The following is typical and demonstrates what appears, on the face of it, to be two very different approaches to decision making.

The Scene:

Yesterday (Monday), late afternoon, in what looks like an ice hockey stadium converted into a tile shop, on a ring road circling a satellite town near Pau, whose mayor has decided to grant planning permission to retailers purely on the basis that they have names that capitalise well. He (or she) has then decided to build a Formula 1 Hotel every 80 metres, to fill in the gaps, because this is just the sort of place you want to spend the night.

We are buying bathrooms.

Me (cheerfully): Well, here we are!

Her: Mmm … (she’s already lost in grouting charts)

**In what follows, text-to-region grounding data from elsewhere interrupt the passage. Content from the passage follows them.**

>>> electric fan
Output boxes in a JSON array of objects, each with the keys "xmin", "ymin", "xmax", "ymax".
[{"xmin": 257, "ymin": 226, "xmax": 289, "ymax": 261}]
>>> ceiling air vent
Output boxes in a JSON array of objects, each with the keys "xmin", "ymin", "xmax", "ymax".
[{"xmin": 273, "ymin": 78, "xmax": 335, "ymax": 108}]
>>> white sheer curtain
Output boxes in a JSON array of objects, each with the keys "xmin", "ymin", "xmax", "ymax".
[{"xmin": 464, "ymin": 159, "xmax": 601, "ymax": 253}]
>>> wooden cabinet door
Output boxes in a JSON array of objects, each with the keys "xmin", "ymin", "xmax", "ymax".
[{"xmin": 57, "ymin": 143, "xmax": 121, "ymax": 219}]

Me (pointing): That’s nice, we should get that. Let’s get that, then we can go.

Her (looking up briefly): That’s a kitchen, also it’s horrible.

Me: Oh … (then, to try and get the show on the road, I smile winningly at a lady who obviously works there: she is wearing bright orange dungarees with the same meaningless logo as is in the car park in 60 foot high letters and she’s wearing a woolly hat because it’s bloody freezing in this huge, soulless space. It is like a sort of Alt.Hell in here. The woman looks at me for the briefest of instants, then turns. However, in that one, succinct glance that will haunt me even on my death bed, I’m left in no doubt she would cheerfully burn me alive if she had matches).

By now Helene has got to the bathroom section, me lagging behind. She shows me a glossy picture of a bathroom with sunlight pouring in through a large velux.

Me: Now that is nice.

Actually, what she is showing me really is exactly what I had in mind when I got around to thinking about it — which, admittedly, is only just this minute. It’s got white metro tiles and big Edwardian basins and basically reminds me of boarding school, but in a good way. However as soon as I say it, I know I’ve blown my chance.

I should have ummed and tutted and pointed at other things, then, several hours later, we could come back to this particular bathroom — the first we saw — and buy that. After 20 years, I know it’s what we always do. And generally it works: we agree with each other’s taste and like where we live.

And, in the end, that is indeed just what we did. We will shortly have a bathroom that replicates my Prep School circa 1977 (or a loo in Hotel du Vin 2017).

Therefore, if we’re both making the same decision based on shared taste, we’re obviously just arriving at it in different ways. Or so you would think …

My wife appears to want dialogue — at least she requires there to be some back and forth until each person has contributed to a sort of pros and cons checklist. Because of this, I always kind of assumed that decision makers come in two sizes (retail boredom has reduced me to philosophising):

  • Knee-jerk decision makers (me)
  • Ponderers, the more objective (Mrs B)

However, I’ve come to the realisation this afternoon that once the latter group has gone through all their processes, they abruptly bin all that carefully-thought out objective data and change tack: essentially (and I’ve seen this hundreds of times, houses we have bought, clothes, cars, kitchens and with soft furnishings) they arrive at the decision by a brief process of testing their emotional response to the alternatives, i.e. by gut — exactly the same as me.

Both have their advantages: my method is quicker, but I can never be sure if it is the right decision, I’ve just learned not to let it bother me. The other type of person has taken longer (wasted time, you might think), but I notice the mullers are generally surer of the result. They have savoured the decision, and appreciate the anticipated outcome. I am a decision glutton, Helene a connoisseur.

But, the point is neither is really objective, or rational in the literal sense.

At best the impartiality is just a run up, but the actual leap is always one of faith.